Coco Gauff made it to the round of 16 at Wimbledon in 2019. (Daniel Leal / AFP via Getty Images)

To understand Gauff’s path forward on grass requires a journey backward, into Gauff’s childhood. Gauff’s father and phonetic namesake (he’s Corey, she’s Cori) trained her to hit the ball differently than most women, to swing with the big sweeping forehand with heavy topspin and power that is more common among men.

Gauff was in her formative years when Rafael Nadal, Świątek’s idol, was taking over men’s tennis with his remarkable forehand. Nadal also uses the Western grip, which sends the racket strings from low to high while practically facing downward. The violence of the motion generates prodigious amounts of topspin.

During a neutral rally, that grip and motion usually work best when players can take a few steps back from the baseline. Unfortunately, that’s a terrible way to play tennis on a grass court, where the ball stays low and slides through the court. Gauff makes a lot of her living hanging back, using her speed to chasing down balls, and using her topspin to reset points until she can find an easy one to put away. Assuming the ball bounces high, that is.

“Her ball on the forehand is heavy and high and that is kind of frustrating for players, but on grass it doesn’t get above the shoulders,” Rennae Stubbs, the former player and commentator who is helping coach Serena Williams during her comeback, said during an interview.

There is a workaround though, as Nadal and Świątek proved (though Nadal’s grip is a little less severe than Gauff’s, Daly said).

They shortened their swings, stayed as low as they could, and got through the first week of the tournament, with the grass at its slipperiest. After a week of play — and perhaps sun — the courts have a slightly higher bounce, giving Nadal and Świątek’s strengths a better platform to shine.

All that requires the ability to anticipate shots and to stay light on the feet. Digging in and pushing hard off the grass, the way a gifted sprinter like Gauff does to generate speed on the first step can spell doom, even though grass tennis shoes have small dimples on the bottom to give players more traction.

Like Gauff, Steffi Graf had otherworldly straight-ahead speed. “Twinkle toes” is how Stubbs describes her.
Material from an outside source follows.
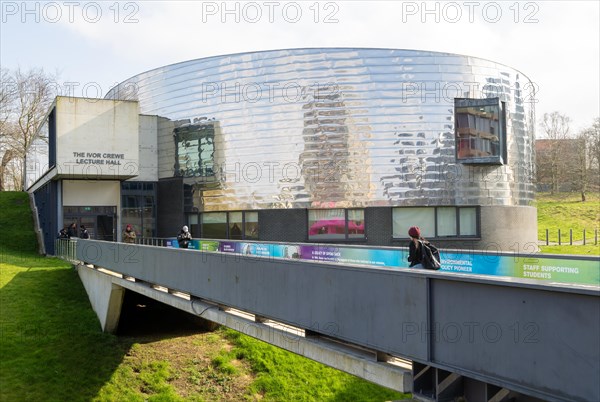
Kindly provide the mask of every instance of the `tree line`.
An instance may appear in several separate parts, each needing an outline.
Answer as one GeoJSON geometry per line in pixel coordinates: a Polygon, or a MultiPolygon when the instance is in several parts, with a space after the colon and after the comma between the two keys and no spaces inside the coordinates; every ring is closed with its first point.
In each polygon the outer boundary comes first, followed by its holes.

She tells players to imagine they are running on ice.

Daly mentioned his good friend James Blake, who reached No. 4 in the world and won 10 titles but never got past the third round of Wimbledon.

“One of the fastest on the hard court, but he didn’t move quite as well on grass,” Daly said. “He had the game to be very good on grass. I just think the movement wasn’t quite as natural.”

Gauff isn’t ready to give up yet. She wants to create more good memories on the grass. She says her practices are going well.

“Just really focusing on the footwork, the game style, and really trying to find my grass identity,” she said.